Description from Course Assignment

“This lab is an introduction to electronics and simple circuits. We will learn how current flows through components and how we can control the path of electricity. Using the components in our kits, we will build circuits with LEDs to turn them on/off and control their brightness.”

To understand the basics of current flow and setup of electronics, I used the Arduino starter kit to create a circuit that powers a small LED. using the breadboard as a base and a power supply module. Two types of circuits were made using a 5V and 3.3V power supply from the power module connected to a 9V battery. Then using the wires and correct resistor, the circuit would power a small LED light.

Materials:

• Power Supply Module
• Momentary Push-Button Switch
• 830 Tie-Points Breadboard
• Breadboard Jumper Wire
• 9V Battery with Snap-on Connector Clip
• Resistors
• LEDs
• Multimeter

Part 1: Power Setup:

In order to set up the Power Module onto the Breadboard, I connected the pins to line up with the positive (red) and negative (blue) marking on the breadboard in order for the current to flow in the correct direction (positive to negative). The Power Module is connect to 9V battery via the barrel jack. A demonstration that the board is set up correctly can be seen in Part 2: 3.3V Power Supply below.
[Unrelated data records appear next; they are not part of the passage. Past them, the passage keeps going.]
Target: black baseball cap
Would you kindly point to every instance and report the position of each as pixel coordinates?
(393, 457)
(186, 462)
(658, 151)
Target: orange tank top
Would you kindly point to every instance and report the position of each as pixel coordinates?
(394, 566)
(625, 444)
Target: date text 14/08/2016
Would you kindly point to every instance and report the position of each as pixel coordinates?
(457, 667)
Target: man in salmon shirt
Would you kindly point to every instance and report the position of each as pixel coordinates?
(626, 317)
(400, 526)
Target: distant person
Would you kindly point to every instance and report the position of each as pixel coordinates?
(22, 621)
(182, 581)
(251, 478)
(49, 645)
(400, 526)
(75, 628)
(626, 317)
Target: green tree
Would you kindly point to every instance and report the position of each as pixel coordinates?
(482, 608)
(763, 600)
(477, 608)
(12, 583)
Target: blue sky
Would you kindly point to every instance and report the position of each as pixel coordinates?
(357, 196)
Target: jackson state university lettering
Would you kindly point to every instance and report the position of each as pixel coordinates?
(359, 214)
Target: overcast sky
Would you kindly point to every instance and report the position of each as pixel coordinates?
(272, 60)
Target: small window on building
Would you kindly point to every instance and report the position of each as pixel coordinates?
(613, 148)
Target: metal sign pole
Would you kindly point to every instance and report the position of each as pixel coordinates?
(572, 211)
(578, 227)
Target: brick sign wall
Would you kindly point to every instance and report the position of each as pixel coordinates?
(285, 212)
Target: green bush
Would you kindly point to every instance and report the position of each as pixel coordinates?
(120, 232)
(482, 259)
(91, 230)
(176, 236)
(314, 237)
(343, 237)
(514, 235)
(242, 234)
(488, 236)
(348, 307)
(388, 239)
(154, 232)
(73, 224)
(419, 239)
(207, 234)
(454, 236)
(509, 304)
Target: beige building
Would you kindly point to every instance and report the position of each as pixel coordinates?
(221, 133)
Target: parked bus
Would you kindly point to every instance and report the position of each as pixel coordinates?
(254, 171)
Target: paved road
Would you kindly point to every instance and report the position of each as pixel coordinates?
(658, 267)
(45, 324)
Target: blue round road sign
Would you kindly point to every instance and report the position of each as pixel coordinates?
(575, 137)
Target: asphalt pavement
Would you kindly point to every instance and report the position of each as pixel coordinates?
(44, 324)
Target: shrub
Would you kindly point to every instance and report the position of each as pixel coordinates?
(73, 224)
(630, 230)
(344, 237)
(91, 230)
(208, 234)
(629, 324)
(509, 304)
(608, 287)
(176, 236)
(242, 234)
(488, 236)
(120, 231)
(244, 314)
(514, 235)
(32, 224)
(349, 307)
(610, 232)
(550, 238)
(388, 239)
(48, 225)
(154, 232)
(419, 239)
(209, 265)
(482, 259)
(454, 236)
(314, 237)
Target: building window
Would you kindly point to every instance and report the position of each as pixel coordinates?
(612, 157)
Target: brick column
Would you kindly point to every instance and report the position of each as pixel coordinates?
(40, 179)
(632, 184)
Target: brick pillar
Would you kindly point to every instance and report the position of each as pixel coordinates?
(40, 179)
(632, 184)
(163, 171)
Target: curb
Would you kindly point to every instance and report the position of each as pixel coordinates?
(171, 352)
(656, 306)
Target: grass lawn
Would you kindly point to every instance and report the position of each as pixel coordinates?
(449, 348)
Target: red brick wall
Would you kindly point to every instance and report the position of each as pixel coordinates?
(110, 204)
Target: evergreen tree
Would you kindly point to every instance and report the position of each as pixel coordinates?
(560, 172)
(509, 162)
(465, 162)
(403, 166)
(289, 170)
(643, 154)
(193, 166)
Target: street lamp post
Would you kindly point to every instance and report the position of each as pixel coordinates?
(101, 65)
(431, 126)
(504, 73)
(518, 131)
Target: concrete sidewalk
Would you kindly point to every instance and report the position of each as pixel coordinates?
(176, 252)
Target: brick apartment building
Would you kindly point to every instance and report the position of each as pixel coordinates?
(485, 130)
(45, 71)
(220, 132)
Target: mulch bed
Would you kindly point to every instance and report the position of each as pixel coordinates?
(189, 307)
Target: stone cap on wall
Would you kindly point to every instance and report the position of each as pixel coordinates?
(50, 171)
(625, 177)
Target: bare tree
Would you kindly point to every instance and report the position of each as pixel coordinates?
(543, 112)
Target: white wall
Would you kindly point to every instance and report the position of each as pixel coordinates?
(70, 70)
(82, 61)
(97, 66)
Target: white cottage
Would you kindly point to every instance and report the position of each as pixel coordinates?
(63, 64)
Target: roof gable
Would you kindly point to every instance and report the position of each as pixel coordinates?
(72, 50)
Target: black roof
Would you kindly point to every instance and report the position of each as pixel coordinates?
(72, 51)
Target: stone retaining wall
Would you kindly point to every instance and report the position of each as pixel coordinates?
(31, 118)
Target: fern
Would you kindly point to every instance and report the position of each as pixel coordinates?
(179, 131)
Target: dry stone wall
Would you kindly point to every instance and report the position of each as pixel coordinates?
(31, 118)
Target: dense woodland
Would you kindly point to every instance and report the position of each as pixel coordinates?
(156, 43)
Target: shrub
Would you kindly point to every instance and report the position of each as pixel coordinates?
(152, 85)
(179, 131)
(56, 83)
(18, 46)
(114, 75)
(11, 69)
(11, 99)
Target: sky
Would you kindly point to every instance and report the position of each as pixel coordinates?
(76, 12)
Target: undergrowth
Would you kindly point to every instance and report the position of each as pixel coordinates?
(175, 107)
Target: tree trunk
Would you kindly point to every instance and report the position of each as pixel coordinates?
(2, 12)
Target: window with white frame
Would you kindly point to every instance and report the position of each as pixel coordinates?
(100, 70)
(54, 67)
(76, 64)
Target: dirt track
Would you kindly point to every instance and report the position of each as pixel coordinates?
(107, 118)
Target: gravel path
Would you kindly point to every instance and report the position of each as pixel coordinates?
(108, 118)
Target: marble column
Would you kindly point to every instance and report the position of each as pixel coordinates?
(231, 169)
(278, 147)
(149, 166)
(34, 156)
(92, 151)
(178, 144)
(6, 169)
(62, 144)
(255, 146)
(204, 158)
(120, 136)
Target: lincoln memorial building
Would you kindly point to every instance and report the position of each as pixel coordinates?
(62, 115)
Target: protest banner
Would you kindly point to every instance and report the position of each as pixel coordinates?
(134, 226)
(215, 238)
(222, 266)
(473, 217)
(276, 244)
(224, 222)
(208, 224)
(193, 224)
Part 2: 3.3V Power Supply Circuit

For the second part of the lab, I created a simple circuit that powers a blue LED light using the 3.3V power supply side of the Power Module. Since the LED light has a max rating of 0.04 Amps (or 40mA), I assumed the LED would need 30mA of current to power the LED. In order to properly use the LED without overpowering the LED, I used Ohm’s Law to calculate the required resistor to meter the flow of electric current.

Ohm’s Law:
Voltage(V) = Current(I) * Resistance(R)
R = V / I
= 3.3 V / 0.03 A
= 110 Ohm

Since our kit does not have a 110 Ohm resistor, I used a 100 Ohm resistor instead.

3.3V Circuit

Once the circuit was set up, I used the Multimeter to check the voltage of the power supply. The reading was 3.28 Volts due to the unstable connection between the jumper wires and my fingers holding the wires.

Part 2 continued: 5V Power Supply Circuit

The next part of the lab was to recreate the previous circuit with a 5V power supply instead of 3.3V. The basic setup remained the same, except for e new calculation for the resistance required due to the increase in voltage powering the circuit.

Ohm’s Law:
Voltage(V) = Current(I) * Resistance(R)
R = V / I
= 5.0V / 0.03 A
= ~166 Ohm

Using Ohm’s Law again, the required resistance calculated was 166.66 Ohms. Again, since the kit does not have the specific resistor, a 100 Ohm resistor was used again.

5V Circuit

Using the Multimeter again, I measured the voltage of the 5V circuit to ensure the correct power supply was used to power the circuit.

Part 3: Button-ON Switch 5V Power Supply Circuit

The final part of this lab was to incorporate a momentary push button that will power the LED when the button is held down. In order to do so, the button would need to act as a switch that keeps the circuit ‘open’ when the button is idle, and ‘closes’ when the button is pushed and held. The button essentially completes the circuit when the button is pushed and breaks the flow of electricity when the button is left idle.

Button-ON Switch 5V Circuit Diagram:

*NOTE: The lab description asked to use the 3.3V setup for the switch, whereas I used a 5V power supply. Since the schematic is essentially the same, this setup should suffice for this part of the lab.

Extra Volt: Button-OFF Switch 3.3V Power Supply Circuit

For the Extra Credit challenge portion of this lab, I created a circuit that does the inverse of the Button-ON switch in Part 3. Now, the button turns OFF the LED when pushed, and activates the LED when not pushed.

Button-OFF Switch 3.3V Circuit Diagram

My thought process behind this circuit was to create path of least resistance when the the button is activated. When the circuit is ‘broken’ while the button is not being pushed, the current should flow through the LED. But when the button is pushed, the current should flow through a different path from LED in order to turn off the LED. By creating a parallel circuit with the button and LED, a junction is created to divert the flow of electricity depending on the state of button. The LED has greater resistance than the button, so the electrons will follow the path of least resistance when the button is activated.

Conclusions:

This lab introduced me to the importance of Ohm’s Law and drawing basic circuit diagrams. I found it easier to create a circuit diagram that resembles a circular flow of electric current that flows from the battery, though the components, and then back to the battery. Once the diagram is correctly drawn, I found it much easier to construct the circuit, especially in the Extra Volt part which required a junction in the circuit to divert the flow of electricity.